Spring into April with Weyes Blood
L.A. Singer Talks Climate and Confidence
WEYES BLOOD RISING: Weyes Blood has a unique way of peering into the future and the past, both musically and stylistically. On Wednesday, April 3, the L.A. resident, a k a Natalie Mering, will return to Santa Barbara with a concert at Velvet Jones (423 State St.) in her first performance here since last playing with Father John Misty. The tones of her new album, Titanic Rising, find root in ’60s and ’70s folk rock and ’80s new age; her lyrics portray our present-day post-apocalyptic future.
“Mostly it’s about a lack of dominion over nature, the Titanic being the most symbolic tragedy for man’s hubris,” she said in a phone interview. “But instead of dealing with one singular tragic event, we’re dealing with this mass kind of rising of climate change. The whole parable is symbolic. What’s happening now is what’s happening then, just on a bigger, grander scale.”
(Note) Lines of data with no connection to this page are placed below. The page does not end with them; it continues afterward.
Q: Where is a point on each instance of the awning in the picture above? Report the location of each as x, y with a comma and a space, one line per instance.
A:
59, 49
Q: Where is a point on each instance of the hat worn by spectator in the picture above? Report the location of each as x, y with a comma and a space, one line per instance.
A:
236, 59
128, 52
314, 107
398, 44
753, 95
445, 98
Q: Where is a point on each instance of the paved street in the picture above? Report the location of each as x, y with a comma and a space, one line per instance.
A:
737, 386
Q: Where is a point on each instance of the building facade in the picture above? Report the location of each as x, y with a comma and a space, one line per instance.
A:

On the cover of Titanic Rising, Mering floats in a submerged bedroom. In a way, she has maybe always been a bit nautical by nature. Growing up, “I had recurring dreams that I was on a sinking ship, saving people, even before the movie,” she said. If aboard the fated Titanic in a past life, “I’d be saving people, saving babies. I tend to panic and fear on a low-grade level every day, but when something really disastrous happens, I kick into super high gear; a kind of transcendent, save-everybody mind-set.”